Don't miss: UrbanGlass—the first artist glass studio in the US—and its free public gallery, both located in the BRIC House building
National Museum of the American Indian
Beaux arts building, native art.
This branch of the Smithsonian Institution lives inside the Alexander Hamilton US Custom House, a masterpiece of the beaux arts architectural style. Collections pay tribute to the diversity of native cultures across the Americas, with well-designed exhibitions covering art, customs, and beliefs. The custom house—worth seeing in itself—lies near the lowest portion of the Wiechquaekeck Trail, an old Algonquian trade route.
Don’t miss: The custom house rotunda, where three exhibition wings meet under a skylight and murals
Socrates Sculpture Park
An outdoor escape.
Sculptor Mark di Suvero reimagined this former landfill on the East River into a sculpture garden and public park. It’s a trek out to Astoria, but the riverside green spaces and larger-than-life sculptures make for sublime urban moments. Most artworks are built onsite, often by internationally renowned artists—with some luck, visitors can watch them at work in the outdoor studio space.

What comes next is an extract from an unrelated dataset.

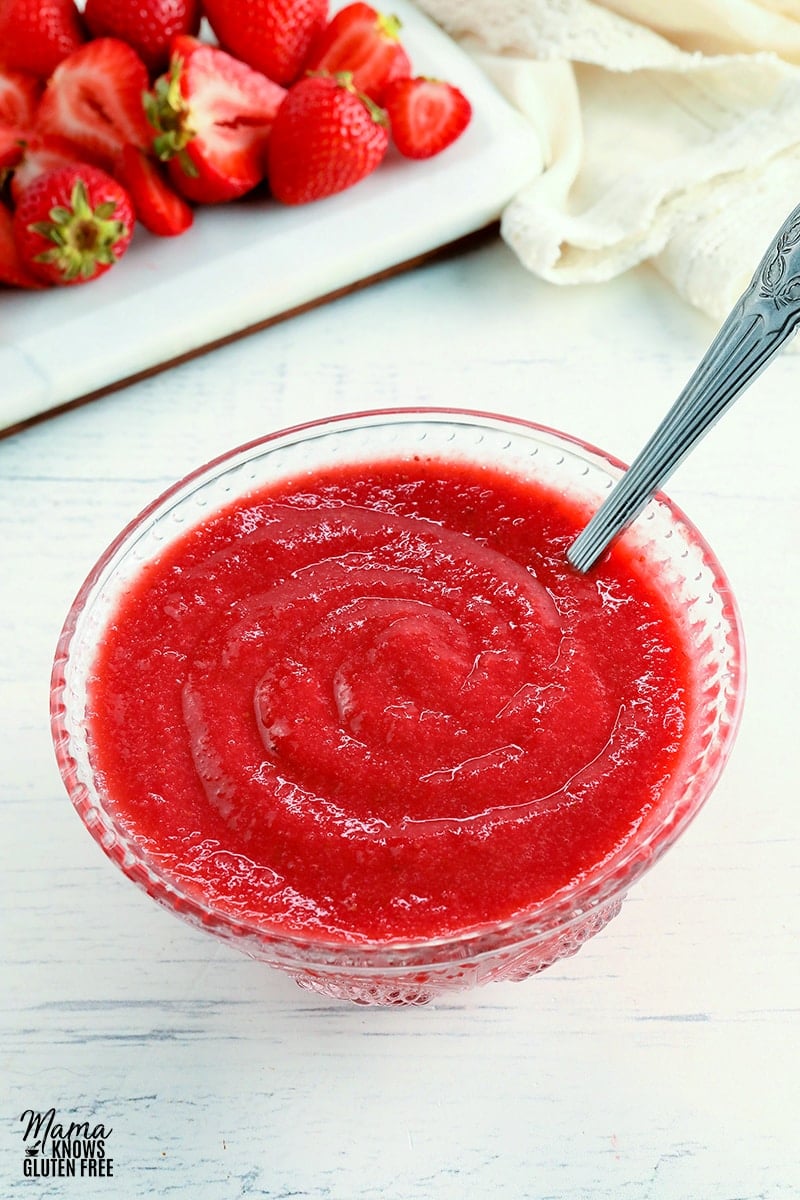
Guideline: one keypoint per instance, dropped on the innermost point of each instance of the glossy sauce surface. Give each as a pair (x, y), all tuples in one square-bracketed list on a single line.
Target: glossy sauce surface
[(378, 703)]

Don’t miss: Free weekly yoga, meditation, and Tai Chi in spring and fall
Theodore Roosevelt Birthplace National Historic Site
Calling all presidential history buffs.
It turns out that the 26th US president was born in a typical 19th-century brownstone in the Flatiron District. The Roosevelt family reconstructed the original structure in the same area with period furniture and immaculate restorations, the perfect setup for a national historic site and museum. Though admission is always free, tours of the period rooms are only available on a first-come, first-served basis.
Don't miss: The Lion’s Room, where you’ll find a statue of Teddy on horseback, a replica of a statue on Main Street in Portland, Oregon
New York Public Library
More than a museum—and one of NYC’s best free attractions.
Travelers looking for an unconventional museum with extraordinary collections should head to the NYC Public Library’s flagship building in Midtown Manhattan. The Rose Main Reading Room (almost) gives the Sistine Chapel a run for its money with stone arches, coffered ceilings, and murals, while the Map Division holds almost half a million maps and thousands of atlases and books dedicated to cartography. Free, hour-long guided tours starting at Astor Hall are a great way to see why the library is a must-see—whether you’re a bookworm or not.